A nearby drone diverted course and approached with a small, red light flashing. The insectile creature deployed legs as it arrived, and I hurriedly scooted further away. It braced itself against the wall and started prodding the rent brain matter with a shielded proboscis, guiding the disparate ends of torn material back together with gentle pokes.
My machete was nearby, partially slagged. Its blade in particular melted to the point of uselessness, and it was stuck to the floor.
Before I could think much further, my phone rang, and I nearly jumped out of my skin. “Urgent call from Rayna,” MortMobile informed me, in the cracked goggles of my diving mask.
Before I even accepted the call, I realized what it meant. Kraken had turned off its own MortMobile block, specifically so I could take Rayna’s call. It wanted me to answer the phone.
“Boss!” she said, out of breath. “Reaper hounds!”
“How bad?” I said, watching for the nearby drones.

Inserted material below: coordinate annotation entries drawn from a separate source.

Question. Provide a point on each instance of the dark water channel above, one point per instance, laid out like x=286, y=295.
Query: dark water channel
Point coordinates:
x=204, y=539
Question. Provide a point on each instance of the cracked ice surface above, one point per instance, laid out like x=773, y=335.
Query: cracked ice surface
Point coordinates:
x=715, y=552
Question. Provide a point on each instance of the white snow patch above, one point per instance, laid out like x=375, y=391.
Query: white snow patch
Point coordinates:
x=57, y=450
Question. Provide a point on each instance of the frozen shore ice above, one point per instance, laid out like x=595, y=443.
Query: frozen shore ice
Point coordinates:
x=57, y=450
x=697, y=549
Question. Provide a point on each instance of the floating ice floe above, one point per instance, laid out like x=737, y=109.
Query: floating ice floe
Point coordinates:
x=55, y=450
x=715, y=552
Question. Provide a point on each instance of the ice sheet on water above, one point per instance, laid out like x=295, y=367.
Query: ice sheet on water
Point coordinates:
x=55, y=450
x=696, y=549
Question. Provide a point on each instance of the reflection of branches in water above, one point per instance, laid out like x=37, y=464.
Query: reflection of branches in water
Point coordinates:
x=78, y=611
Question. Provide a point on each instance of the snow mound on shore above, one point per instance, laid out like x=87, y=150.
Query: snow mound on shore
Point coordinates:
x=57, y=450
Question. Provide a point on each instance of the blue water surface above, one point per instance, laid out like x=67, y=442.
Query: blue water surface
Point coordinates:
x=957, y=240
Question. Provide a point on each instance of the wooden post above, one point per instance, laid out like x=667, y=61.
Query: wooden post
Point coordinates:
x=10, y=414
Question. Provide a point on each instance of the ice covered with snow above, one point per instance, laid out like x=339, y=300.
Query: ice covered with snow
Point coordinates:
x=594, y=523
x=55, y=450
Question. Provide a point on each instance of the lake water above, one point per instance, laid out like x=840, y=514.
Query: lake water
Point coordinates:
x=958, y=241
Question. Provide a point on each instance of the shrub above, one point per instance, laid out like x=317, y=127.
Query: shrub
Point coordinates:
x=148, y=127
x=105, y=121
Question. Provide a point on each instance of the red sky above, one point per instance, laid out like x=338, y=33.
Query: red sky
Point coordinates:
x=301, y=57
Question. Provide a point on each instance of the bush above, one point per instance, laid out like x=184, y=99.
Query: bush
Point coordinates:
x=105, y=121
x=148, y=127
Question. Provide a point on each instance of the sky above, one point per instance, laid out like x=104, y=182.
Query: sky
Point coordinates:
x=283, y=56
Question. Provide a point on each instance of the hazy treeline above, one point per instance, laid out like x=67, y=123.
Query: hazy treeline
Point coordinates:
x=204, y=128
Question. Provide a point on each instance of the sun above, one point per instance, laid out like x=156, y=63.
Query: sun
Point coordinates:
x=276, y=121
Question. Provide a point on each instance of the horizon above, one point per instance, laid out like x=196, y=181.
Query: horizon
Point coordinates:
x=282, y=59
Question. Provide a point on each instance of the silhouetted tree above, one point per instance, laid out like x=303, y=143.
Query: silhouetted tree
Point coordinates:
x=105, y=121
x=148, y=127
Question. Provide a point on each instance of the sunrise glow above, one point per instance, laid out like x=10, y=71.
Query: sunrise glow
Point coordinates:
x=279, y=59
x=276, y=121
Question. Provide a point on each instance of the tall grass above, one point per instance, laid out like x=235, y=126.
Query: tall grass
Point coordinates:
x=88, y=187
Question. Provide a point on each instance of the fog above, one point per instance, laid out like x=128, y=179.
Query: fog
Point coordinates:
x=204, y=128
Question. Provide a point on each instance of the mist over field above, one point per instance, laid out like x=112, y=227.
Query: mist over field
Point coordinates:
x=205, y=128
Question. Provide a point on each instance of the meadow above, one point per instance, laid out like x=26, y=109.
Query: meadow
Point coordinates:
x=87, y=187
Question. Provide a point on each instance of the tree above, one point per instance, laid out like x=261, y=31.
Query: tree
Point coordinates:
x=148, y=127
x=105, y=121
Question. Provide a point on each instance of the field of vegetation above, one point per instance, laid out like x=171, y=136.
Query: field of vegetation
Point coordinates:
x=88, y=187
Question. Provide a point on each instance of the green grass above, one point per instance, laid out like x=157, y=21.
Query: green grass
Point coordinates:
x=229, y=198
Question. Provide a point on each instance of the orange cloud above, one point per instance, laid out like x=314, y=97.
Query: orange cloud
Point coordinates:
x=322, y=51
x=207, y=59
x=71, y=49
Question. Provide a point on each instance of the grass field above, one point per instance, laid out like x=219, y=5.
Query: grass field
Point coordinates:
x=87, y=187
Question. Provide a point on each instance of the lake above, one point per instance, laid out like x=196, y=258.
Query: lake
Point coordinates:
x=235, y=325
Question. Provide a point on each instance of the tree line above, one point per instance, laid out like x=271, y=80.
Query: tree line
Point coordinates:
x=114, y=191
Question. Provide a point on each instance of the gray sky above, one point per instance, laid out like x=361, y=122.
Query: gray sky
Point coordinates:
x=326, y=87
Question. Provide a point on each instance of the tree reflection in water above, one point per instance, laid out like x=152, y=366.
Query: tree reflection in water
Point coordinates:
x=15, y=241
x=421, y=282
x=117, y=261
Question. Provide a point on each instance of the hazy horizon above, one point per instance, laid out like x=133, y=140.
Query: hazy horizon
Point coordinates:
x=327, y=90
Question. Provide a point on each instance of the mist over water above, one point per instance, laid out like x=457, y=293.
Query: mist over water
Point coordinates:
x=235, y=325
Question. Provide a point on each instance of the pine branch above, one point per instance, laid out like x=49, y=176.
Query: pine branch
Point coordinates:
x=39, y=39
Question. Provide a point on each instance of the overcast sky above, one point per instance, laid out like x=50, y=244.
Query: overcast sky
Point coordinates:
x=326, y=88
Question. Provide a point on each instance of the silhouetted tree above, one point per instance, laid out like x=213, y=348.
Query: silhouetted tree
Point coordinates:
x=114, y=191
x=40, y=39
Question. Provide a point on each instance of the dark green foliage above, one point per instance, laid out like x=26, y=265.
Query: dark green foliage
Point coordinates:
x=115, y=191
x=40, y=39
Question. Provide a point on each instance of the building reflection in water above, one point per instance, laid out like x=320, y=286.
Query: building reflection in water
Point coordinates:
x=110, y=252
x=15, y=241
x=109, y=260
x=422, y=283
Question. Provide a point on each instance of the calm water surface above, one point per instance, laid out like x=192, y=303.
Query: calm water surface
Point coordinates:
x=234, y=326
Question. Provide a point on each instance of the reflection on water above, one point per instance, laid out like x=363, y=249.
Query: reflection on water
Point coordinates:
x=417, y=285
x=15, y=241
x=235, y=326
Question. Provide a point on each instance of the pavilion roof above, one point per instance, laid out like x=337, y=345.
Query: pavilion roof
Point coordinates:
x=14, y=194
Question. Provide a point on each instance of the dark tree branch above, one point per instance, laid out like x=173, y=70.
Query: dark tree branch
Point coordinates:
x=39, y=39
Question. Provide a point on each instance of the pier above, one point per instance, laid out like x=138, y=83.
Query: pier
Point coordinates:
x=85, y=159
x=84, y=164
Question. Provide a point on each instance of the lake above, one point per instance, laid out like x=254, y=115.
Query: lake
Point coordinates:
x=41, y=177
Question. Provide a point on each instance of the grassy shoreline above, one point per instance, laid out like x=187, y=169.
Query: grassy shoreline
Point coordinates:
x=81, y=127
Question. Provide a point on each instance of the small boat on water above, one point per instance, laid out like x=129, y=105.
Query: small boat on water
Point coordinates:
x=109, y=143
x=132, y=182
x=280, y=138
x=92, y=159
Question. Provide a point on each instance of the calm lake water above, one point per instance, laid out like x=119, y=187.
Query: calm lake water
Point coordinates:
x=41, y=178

“They attacking tower. First report say multiple hounds,” Rayne said. “Ground floor employees all dead.”
I nodded and flicked up my own BuyMort affiliate tab. “Rayna,” I said. “I need you to send word to our people in Los Angeles. Tell them to tell Whalehunter I had to retreat.”
“Yes boss!” Rayna shouted. She was in a vehicle, and it slid to a stop as she opened a door, flooding sunlight across her camera.
“I’m on my way,” I said. I activated one of our newly recharged free portals, and ran to grab my old, burnt arms. No reason to leave them for Kraken to use against me somehow. The pod arrived in a cloud of burnt ozone that actually improved the smell in Kraken’s brain momentarily, and then projected a rainbow beam for me.
It opened onto the Prescott tower’s lobby. Through it, I could see Rayna, Tollya, and a squad of starfish troopers entering the lobby through the front doors.